Weggelassen wurden die Angaben zum Prüferverhalten. Die Schilderung des Falles und die Lösung beruhen ausschließlich auf der Wahrnehmung des Prüflings.
Prüfungsthemen: Zivilrecht
Vorpunkte der Kandidaten
Kandidat | 1 |
Vorpunkte | 6,85 |
Aktenvortrag | 9 |
Prüfungsgespräch | 9 |
Endnote | 8,11 |
Endnote (1. Examen) | 9,01 |
Prüfungsgespräch:
Der Prüfer sagte, dass er einen Fall mit uns besprechen möchte, wobei wir zunächst materiell prüfen sollten und im Anschluss daran Prozessuales besprechen werden. Aufgrund der Corona bedingten Zweierprüfung kamen wir zu dem prozessrechtlichen Teil leider nicht mehr.

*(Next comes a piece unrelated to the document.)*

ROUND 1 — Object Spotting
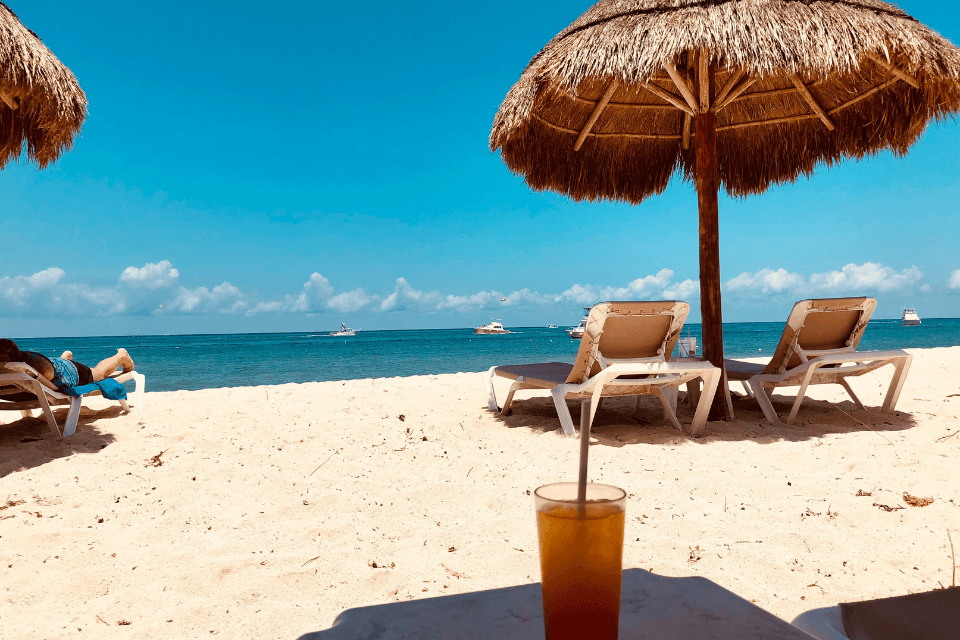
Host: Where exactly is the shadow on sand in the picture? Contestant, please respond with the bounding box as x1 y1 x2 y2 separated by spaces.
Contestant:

Er diktierte folgenden Fall: K ist ein 6 Jahre altes Kind, seine Eltern sind die E. Das Kind zerbricht bei dem Nachbarn N eine Vase. Das Kind solle dies nun in Ordnung bringen. Die Eltern haben bei dem Antiquariat X eine Vase für 50 Euro gesehen und sagen zu K: Hier hast Du einen 100 Euro schein, geht zu X und kaufe die Vase. K jedoch unterliegt einem Irrtum und geht stattdessen zu A, wo er eine Vase für 100 Euro kauft, die an N übergeben wird. Die Eltern finden das nicht in Ordnung. Was können sie machen?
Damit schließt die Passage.